For the longest time, I stood in silence, quivering with each bone-chilly
gust of wind. The teams practiced for the game, chucking balls across the
vacant field at each other, quite a few of them missing me by mere inches. My
eyes weren’t on the lit baseball field, nor on the stands where older men
half-drunkenly catcalled the young female players with Miller Lite in their
hands. Rather, my eyes laid on the forest. I’d been to Riverside Park several
times before, for picnics and games, but never before at night. Let alone on a
late October night such as this one.
No crickets chirped happily as they did in the late summer nights. No
birds cheeped or screeched at each in the branches of the trees as they did in
the early months of spring. No owls stood watch over the field as they had in
the earlier months of fall. No deer explored the twilight wonderland as they
did in the spring with newborn fawns at their side. Nothing but silence and
darkness. Vast darkness, expanding and engulfing the trees, swallowing them.
Lonely darkness without life. The kind of lonely, empty darkness that only the
haunting month of October can brew.
The darkness was haunting, but it gave the familiar forest a fresh
personality. The adventurer in me told me to venture out into the darkness.

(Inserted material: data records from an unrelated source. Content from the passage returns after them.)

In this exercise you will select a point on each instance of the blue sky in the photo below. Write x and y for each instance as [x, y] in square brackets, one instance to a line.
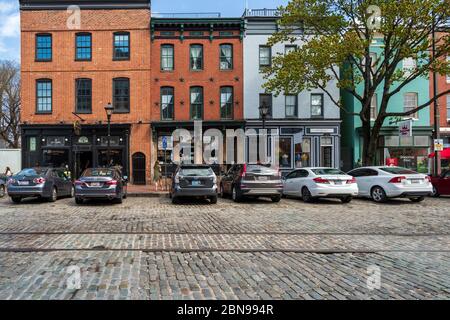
[10, 19]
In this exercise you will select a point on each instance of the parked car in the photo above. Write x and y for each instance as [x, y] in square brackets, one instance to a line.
[314, 183]
[101, 183]
[46, 183]
[194, 181]
[382, 183]
[252, 180]
[441, 184]
[3, 180]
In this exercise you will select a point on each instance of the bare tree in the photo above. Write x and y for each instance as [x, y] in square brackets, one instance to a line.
[10, 103]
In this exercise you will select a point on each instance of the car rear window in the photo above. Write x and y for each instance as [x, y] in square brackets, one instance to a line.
[98, 173]
[257, 168]
[327, 171]
[32, 172]
[196, 172]
[397, 170]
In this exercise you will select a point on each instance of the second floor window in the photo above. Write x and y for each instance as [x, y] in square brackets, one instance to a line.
[44, 96]
[43, 47]
[265, 56]
[226, 57]
[167, 104]
[167, 57]
[83, 95]
[196, 103]
[226, 103]
[291, 106]
[84, 46]
[316, 105]
[196, 57]
[121, 98]
[410, 103]
[122, 46]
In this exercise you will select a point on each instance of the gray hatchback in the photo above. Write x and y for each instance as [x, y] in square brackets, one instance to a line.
[45, 183]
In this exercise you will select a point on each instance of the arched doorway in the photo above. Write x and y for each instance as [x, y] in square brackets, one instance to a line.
[139, 165]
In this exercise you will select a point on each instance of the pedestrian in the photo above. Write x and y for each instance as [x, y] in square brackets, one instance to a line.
[8, 172]
[156, 173]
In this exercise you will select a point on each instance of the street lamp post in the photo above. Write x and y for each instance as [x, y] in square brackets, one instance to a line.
[109, 111]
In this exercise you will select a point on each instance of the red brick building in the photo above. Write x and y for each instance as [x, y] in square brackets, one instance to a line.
[197, 74]
[73, 64]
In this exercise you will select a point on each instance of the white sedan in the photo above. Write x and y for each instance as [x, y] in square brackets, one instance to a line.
[382, 183]
[314, 183]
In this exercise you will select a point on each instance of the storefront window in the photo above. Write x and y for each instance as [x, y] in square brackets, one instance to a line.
[303, 153]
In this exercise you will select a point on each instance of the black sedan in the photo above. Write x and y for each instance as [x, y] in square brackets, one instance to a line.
[194, 181]
[101, 183]
[45, 183]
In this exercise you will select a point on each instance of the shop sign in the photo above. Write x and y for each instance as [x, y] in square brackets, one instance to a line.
[439, 145]
[405, 129]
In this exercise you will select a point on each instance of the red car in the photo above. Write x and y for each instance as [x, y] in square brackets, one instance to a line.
[441, 185]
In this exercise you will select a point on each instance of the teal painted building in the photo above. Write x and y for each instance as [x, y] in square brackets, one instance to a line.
[410, 152]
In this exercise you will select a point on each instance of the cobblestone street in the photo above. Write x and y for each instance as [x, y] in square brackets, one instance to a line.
[148, 248]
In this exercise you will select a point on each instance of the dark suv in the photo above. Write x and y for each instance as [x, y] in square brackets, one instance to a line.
[252, 180]
[194, 181]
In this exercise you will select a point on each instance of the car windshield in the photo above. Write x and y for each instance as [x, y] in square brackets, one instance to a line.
[397, 170]
[98, 173]
[327, 171]
[260, 169]
[32, 172]
[196, 172]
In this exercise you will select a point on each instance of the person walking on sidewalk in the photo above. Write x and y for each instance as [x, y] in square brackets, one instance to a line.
[156, 173]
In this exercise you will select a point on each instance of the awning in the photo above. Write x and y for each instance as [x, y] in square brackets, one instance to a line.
[444, 154]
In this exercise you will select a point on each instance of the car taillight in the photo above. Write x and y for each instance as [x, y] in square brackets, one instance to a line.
[321, 181]
[397, 180]
[244, 171]
[39, 180]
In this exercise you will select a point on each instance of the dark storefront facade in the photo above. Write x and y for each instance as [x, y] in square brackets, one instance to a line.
[58, 145]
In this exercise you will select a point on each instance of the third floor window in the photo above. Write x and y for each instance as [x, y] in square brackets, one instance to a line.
[196, 57]
[83, 46]
[43, 47]
[122, 46]
[167, 57]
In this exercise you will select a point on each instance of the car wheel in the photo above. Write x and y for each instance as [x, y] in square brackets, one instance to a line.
[419, 199]
[306, 195]
[378, 195]
[16, 199]
[276, 199]
[54, 195]
[346, 199]
[213, 200]
[235, 195]
[435, 192]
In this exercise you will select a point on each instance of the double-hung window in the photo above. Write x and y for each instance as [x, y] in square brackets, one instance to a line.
[121, 96]
[44, 96]
[226, 103]
[167, 103]
[196, 57]
[83, 89]
[196, 100]
[43, 47]
[83, 46]
[226, 57]
[167, 57]
[122, 46]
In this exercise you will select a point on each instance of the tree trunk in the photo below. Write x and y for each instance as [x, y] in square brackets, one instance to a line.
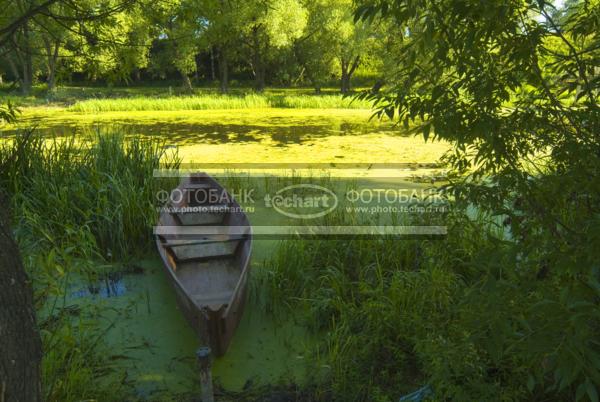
[20, 345]
[52, 61]
[223, 71]
[257, 63]
[212, 64]
[348, 69]
[27, 63]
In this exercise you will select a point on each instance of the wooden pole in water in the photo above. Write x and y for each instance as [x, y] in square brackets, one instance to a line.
[203, 356]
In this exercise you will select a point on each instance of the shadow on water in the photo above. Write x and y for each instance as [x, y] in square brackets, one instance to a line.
[110, 285]
[152, 343]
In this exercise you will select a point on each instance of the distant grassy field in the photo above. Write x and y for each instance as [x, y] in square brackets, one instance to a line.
[204, 102]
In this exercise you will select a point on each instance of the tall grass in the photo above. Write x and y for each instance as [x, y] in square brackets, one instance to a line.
[395, 314]
[66, 190]
[77, 204]
[204, 102]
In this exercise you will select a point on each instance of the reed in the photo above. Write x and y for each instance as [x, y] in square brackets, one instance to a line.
[76, 205]
[206, 101]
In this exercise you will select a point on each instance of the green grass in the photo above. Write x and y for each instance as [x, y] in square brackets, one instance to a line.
[78, 204]
[396, 314]
[205, 102]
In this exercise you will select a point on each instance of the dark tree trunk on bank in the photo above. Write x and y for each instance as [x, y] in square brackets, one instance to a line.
[348, 68]
[257, 63]
[212, 64]
[223, 71]
[27, 63]
[20, 345]
[52, 52]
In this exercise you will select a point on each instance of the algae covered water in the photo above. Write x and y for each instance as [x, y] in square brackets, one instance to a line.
[150, 341]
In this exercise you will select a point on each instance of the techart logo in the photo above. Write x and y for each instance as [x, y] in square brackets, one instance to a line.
[303, 201]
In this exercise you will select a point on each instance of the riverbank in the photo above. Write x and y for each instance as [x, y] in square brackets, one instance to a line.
[93, 99]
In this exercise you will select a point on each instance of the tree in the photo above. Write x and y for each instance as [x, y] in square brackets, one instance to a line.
[20, 349]
[268, 25]
[333, 41]
[514, 89]
[221, 33]
[179, 26]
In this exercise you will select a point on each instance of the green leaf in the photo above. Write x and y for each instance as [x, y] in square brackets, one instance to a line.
[426, 130]
[530, 383]
[591, 391]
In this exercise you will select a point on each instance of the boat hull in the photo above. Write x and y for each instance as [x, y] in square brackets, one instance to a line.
[209, 272]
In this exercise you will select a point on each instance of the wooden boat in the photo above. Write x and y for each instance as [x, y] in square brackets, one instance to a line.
[205, 241]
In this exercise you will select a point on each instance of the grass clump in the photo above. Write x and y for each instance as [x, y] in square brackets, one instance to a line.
[215, 101]
[457, 314]
[77, 205]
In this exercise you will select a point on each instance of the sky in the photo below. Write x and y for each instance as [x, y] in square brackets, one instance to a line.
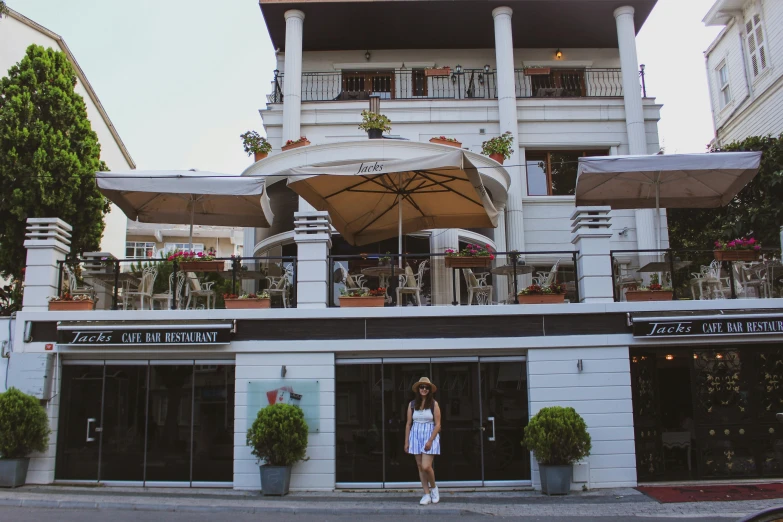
[182, 79]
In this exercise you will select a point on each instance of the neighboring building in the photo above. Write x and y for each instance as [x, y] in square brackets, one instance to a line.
[17, 33]
[745, 69]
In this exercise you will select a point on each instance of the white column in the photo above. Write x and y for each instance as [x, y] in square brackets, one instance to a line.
[634, 113]
[507, 116]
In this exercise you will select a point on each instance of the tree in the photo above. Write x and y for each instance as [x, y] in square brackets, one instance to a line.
[48, 156]
[757, 210]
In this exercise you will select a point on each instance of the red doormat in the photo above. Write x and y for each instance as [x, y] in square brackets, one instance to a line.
[728, 492]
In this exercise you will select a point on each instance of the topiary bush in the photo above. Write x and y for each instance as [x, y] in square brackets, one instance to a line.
[557, 436]
[279, 435]
[24, 425]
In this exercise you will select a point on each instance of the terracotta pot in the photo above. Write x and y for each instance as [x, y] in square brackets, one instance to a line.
[468, 261]
[648, 295]
[201, 266]
[296, 145]
[234, 304]
[72, 306]
[736, 255]
[359, 302]
[541, 299]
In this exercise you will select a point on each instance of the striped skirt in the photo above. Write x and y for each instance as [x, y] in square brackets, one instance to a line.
[420, 434]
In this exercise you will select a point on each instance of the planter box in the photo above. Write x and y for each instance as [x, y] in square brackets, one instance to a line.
[649, 295]
[440, 71]
[13, 472]
[296, 145]
[736, 255]
[201, 266]
[555, 480]
[468, 262]
[541, 299]
[275, 480]
[236, 304]
[439, 141]
[83, 305]
[362, 302]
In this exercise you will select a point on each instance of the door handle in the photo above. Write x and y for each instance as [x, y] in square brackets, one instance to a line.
[90, 439]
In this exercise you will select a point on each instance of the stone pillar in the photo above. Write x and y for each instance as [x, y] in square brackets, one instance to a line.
[634, 114]
[48, 241]
[592, 232]
[312, 233]
[507, 117]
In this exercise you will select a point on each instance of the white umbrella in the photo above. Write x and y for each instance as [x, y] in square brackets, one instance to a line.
[664, 181]
[188, 197]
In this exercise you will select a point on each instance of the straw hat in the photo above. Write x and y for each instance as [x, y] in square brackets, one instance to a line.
[426, 381]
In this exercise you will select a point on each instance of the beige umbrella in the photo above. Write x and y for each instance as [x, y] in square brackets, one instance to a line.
[376, 200]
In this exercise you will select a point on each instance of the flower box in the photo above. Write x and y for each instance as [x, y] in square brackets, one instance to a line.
[235, 304]
[736, 255]
[649, 295]
[440, 71]
[439, 141]
[296, 144]
[81, 305]
[468, 261]
[201, 266]
[541, 299]
[362, 302]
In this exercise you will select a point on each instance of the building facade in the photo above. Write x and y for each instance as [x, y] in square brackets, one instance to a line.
[743, 69]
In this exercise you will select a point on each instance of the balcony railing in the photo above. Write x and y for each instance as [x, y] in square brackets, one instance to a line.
[415, 84]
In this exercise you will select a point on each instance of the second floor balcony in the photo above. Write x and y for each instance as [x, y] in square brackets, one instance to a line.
[452, 84]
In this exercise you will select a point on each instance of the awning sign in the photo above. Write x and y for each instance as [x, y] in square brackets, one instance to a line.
[707, 326]
[136, 335]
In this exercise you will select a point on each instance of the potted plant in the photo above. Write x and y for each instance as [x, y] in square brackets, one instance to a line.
[278, 437]
[256, 145]
[234, 302]
[295, 144]
[190, 261]
[362, 298]
[472, 256]
[743, 249]
[558, 437]
[65, 302]
[443, 140]
[375, 124]
[653, 292]
[24, 428]
[535, 294]
[499, 147]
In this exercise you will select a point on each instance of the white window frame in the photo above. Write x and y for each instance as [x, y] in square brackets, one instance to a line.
[758, 54]
[137, 245]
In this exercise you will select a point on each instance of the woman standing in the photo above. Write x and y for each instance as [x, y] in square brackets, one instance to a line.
[422, 437]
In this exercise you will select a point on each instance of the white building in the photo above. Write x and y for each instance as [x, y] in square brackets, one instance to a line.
[744, 69]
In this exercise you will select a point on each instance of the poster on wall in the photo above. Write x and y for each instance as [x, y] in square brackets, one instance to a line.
[305, 394]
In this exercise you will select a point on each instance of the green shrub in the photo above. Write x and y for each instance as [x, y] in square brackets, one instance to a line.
[279, 435]
[24, 425]
[557, 436]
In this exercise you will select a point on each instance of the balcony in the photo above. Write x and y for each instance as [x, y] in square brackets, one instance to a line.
[456, 84]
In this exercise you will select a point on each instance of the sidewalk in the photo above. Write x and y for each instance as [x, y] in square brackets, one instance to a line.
[606, 502]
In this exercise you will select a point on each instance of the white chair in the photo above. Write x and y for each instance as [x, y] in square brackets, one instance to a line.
[198, 289]
[167, 297]
[144, 291]
[477, 287]
[411, 283]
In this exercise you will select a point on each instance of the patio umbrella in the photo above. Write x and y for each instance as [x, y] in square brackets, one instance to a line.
[188, 197]
[664, 181]
[375, 200]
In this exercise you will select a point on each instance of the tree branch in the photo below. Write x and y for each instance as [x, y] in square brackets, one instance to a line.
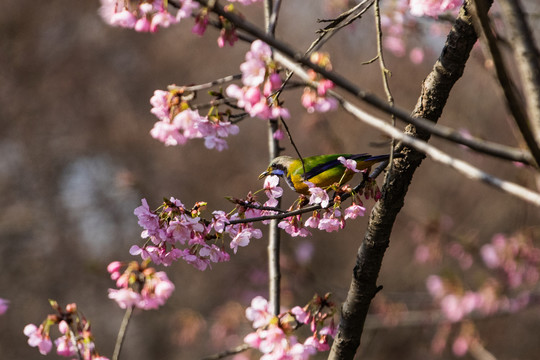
[513, 102]
[419, 144]
[485, 147]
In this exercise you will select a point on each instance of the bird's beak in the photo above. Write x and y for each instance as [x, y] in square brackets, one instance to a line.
[264, 174]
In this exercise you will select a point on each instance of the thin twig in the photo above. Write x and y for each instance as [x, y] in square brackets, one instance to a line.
[384, 73]
[122, 333]
[527, 55]
[207, 85]
[496, 150]
[337, 24]
[274, 271]
[516, 107]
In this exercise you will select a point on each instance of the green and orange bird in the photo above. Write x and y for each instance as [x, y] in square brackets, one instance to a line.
[322, 171]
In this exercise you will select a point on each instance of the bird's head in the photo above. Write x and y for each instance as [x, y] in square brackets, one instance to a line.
[279, 166]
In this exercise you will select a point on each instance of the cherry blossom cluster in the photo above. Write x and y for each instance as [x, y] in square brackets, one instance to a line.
[139, 286]
[329, 218]
[515, 257]
[150, 15]
[511, 271]
[316, 99]
[511, 266]
[260, 80]
[175, 232]
[178, 123]
[274, 334]
[145, 16]
[76, 339]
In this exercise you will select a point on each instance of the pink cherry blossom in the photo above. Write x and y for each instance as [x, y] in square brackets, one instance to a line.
[65, 346]
[293, 227]
[354, 211]
[125, 298]
[259, 312]
[271, 187]
[243, 237]
[301, 315]
[187, 9]
[124, 18]
[331, 221]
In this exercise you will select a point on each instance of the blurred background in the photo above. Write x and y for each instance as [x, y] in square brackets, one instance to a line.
[76, 158]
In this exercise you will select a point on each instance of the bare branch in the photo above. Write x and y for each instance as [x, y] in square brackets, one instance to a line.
[437, 155]
[509, 89]
[485, 147]
[527, 58]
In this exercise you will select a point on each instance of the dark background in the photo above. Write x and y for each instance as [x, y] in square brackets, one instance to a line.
[76, 158]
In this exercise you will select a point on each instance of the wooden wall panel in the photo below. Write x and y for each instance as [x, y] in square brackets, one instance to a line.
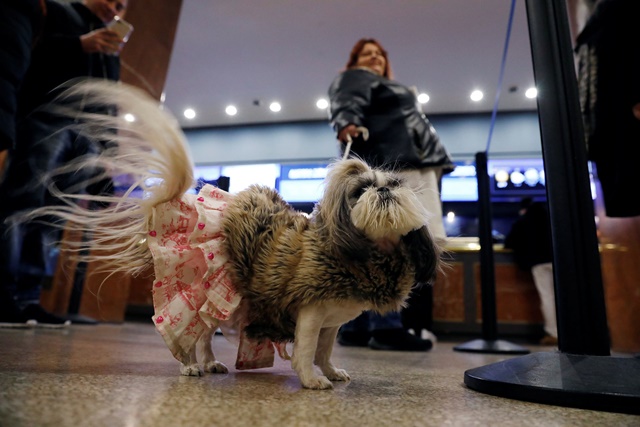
[517, 299]
[145, 59]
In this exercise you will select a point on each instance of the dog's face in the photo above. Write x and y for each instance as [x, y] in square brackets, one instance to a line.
[361, 202]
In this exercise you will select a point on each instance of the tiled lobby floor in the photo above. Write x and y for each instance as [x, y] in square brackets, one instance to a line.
[123, 375]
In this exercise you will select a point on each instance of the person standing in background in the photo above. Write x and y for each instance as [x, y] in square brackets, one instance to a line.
[530, 240]
[609, 83]
[73, 43]
[400, 137]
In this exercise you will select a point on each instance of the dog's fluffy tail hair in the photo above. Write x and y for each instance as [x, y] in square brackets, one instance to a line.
[145, 154]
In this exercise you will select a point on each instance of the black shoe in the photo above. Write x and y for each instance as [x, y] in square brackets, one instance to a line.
[398, 340]
[353, 339]
[43, 317]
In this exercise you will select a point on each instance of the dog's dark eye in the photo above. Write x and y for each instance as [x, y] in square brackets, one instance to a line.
[394, 182]
[358, 192]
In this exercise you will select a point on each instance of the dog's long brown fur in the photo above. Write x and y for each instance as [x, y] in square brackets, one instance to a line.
[364, 247]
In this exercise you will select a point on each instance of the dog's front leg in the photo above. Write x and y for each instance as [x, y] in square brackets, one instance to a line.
[209, 362]
[190, 365]
[308, 325]
[323, 355]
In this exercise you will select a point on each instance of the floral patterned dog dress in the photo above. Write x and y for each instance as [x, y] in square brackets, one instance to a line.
[192, 291]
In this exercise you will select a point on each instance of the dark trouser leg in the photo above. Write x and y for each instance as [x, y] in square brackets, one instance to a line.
[418, 314]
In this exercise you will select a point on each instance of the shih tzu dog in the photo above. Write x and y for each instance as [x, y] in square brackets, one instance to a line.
[244, 262]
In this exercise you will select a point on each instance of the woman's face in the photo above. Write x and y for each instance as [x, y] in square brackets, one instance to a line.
[371, 57]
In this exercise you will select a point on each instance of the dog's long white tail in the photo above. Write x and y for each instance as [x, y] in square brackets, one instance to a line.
[145, 149]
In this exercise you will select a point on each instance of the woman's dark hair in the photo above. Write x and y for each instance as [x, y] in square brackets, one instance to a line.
[357, 48]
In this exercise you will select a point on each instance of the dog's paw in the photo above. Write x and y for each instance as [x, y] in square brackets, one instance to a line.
[215, 367]
[317, 383]
[192, 370]
[338, 375]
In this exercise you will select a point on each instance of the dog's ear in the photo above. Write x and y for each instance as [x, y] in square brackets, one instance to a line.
[425, 254]
[333, 212]
[333, 216]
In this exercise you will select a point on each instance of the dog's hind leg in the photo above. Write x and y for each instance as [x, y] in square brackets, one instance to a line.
[323, 355]
[308, 327]
[209, 362]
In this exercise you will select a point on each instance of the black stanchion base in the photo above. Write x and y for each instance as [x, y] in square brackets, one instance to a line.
[601, 383]
[491, 346]
[79, 319]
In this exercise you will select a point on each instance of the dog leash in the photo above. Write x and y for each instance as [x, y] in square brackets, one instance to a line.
[364, 134]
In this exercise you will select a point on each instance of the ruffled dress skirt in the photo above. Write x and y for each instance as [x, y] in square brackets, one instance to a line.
[192, 291]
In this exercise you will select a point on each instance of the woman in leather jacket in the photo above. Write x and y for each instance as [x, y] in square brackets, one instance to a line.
[400, 137]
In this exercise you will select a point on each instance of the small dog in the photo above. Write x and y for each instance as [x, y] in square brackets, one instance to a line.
[289, 277]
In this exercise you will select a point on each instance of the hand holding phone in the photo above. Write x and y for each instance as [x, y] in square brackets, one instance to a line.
[121, 27]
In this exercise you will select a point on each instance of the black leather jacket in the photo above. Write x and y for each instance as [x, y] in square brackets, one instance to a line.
[400, 135]
[58, 57]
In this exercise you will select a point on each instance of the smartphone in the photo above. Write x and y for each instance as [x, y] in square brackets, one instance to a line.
[121, 27]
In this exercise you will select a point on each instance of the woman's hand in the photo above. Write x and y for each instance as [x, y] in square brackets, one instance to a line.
[349, 131]
[101, 41]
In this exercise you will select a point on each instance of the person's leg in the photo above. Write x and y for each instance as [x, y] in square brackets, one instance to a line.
[543, 279]
[388, 333]
[418, 315]
[39, 150]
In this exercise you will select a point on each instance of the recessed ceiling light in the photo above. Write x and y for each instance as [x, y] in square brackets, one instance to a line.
[423, 98]
[322, 103]
[275, 107]
[476, 95]
[190, 113]
[531, 93]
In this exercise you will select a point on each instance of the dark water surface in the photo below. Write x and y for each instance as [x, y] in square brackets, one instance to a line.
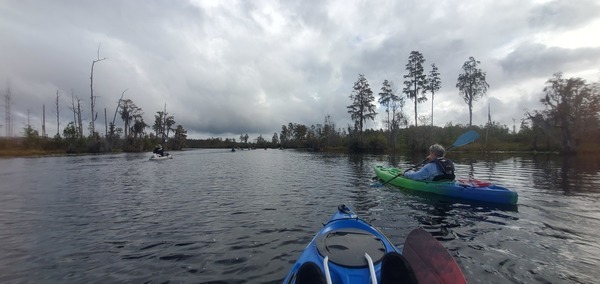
[244, 217]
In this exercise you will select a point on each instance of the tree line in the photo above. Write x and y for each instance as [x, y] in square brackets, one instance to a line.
[567, 122]
[131, 137]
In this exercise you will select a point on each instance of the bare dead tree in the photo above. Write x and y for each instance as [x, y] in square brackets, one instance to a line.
[57, 115]
[73, 107]
[44, 121]
[105, 124]
[118, 104]
[92, 98]
[79, 120]
[8, 123]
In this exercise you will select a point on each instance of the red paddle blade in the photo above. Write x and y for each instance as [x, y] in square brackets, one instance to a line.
[430, 261]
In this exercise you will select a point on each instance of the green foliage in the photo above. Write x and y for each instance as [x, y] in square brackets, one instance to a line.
[362, 107]
[471, 84]
[416, 80]
[571, 114]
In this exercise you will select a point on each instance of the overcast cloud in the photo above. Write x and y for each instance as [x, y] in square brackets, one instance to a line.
[225, 68]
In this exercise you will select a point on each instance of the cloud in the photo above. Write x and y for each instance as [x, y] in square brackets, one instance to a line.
[224, 68]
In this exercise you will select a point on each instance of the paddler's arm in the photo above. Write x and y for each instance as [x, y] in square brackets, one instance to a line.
[425, 173]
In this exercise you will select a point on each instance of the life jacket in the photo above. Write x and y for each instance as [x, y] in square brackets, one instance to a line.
[446, 167]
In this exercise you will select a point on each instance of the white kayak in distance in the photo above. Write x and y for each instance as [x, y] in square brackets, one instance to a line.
[157, 157]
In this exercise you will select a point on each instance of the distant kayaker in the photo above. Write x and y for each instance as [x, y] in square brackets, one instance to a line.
[159, 150]
[438, 168]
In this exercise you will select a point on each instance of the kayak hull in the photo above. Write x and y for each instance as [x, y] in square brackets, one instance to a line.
[457, 189]
[350, 250]
[356, 270]
[157, 157]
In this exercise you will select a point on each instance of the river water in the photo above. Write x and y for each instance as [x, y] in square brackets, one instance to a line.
[215, 216]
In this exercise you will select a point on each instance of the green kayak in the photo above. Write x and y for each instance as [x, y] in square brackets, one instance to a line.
[465, 189]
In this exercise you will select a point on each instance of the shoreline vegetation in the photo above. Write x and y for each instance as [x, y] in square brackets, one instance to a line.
[493, 139]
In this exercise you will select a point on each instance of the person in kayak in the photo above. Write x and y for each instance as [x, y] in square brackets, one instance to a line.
[437, 169]
[159, 150]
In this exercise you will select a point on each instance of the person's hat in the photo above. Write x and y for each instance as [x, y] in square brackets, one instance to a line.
[438, 150]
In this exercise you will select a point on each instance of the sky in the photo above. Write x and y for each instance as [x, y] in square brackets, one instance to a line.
[226, 68]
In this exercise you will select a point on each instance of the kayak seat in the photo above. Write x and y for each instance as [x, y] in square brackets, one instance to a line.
[310, 273]
[347, 247]
[396, 269]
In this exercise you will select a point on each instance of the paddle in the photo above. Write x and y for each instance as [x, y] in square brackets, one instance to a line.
[430, 261]
[462, 140]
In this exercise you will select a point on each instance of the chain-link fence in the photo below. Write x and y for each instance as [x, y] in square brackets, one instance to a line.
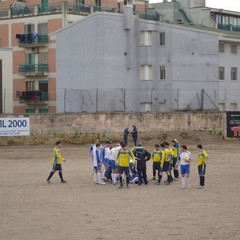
[116, 100]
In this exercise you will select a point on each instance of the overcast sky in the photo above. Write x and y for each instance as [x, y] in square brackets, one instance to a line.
[233, 5]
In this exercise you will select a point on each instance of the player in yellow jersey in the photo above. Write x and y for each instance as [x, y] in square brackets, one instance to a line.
[166, 162]
[202, 158]
[156, 157]
[57, 160]
[162, 156]
[123, 161]
[175, 149]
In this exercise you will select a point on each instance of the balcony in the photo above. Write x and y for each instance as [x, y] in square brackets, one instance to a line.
[229, 27]
[32, 97]
[33, 69]
[32, 40]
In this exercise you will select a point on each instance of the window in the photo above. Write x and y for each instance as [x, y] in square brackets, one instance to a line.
[146, 38]
[30, 58]
[221, 47]
[29, 28]
[42, 58]
[30, 85]
[221, 73]
[43, 28]
[234, 49]
[162, 74]
[234, 73]
[161, 40]
[233, 106]
[146, 107]
[43, 110]
[222, 107]
[30, 110]
[146, 72]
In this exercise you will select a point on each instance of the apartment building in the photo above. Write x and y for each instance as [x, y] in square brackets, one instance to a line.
[30, 85]
[139, 65]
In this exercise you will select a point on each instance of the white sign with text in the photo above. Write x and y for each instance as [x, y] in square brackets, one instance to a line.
[14, 127]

Whenever I would feel the urge to stray away from the blindingly brilliant
bright light of the stadium, a little voice would always whisper in my ear,
“but, what if….”. There were so many if’s and why’s to explain my reasons from
straying. Rapists, murderers, raccoons, getting lost, the list went on. Something
about the daringness of the trees to stand as solemnly and strongly as they did
in the darkness made me want to join.
Meanwhile, in the background I heard the elder men in their camouflage jackets
catcalling, bringing me back to reality. The empty forest was still there,
watching the game as it always did, enduring and witnessing man’s undertakings.
Calling out to those readily and willingly seeking comfort in the dense
forest’s embrace. As I turned away, I felt as though I was turning my back on
an old friend, and slowly walked away.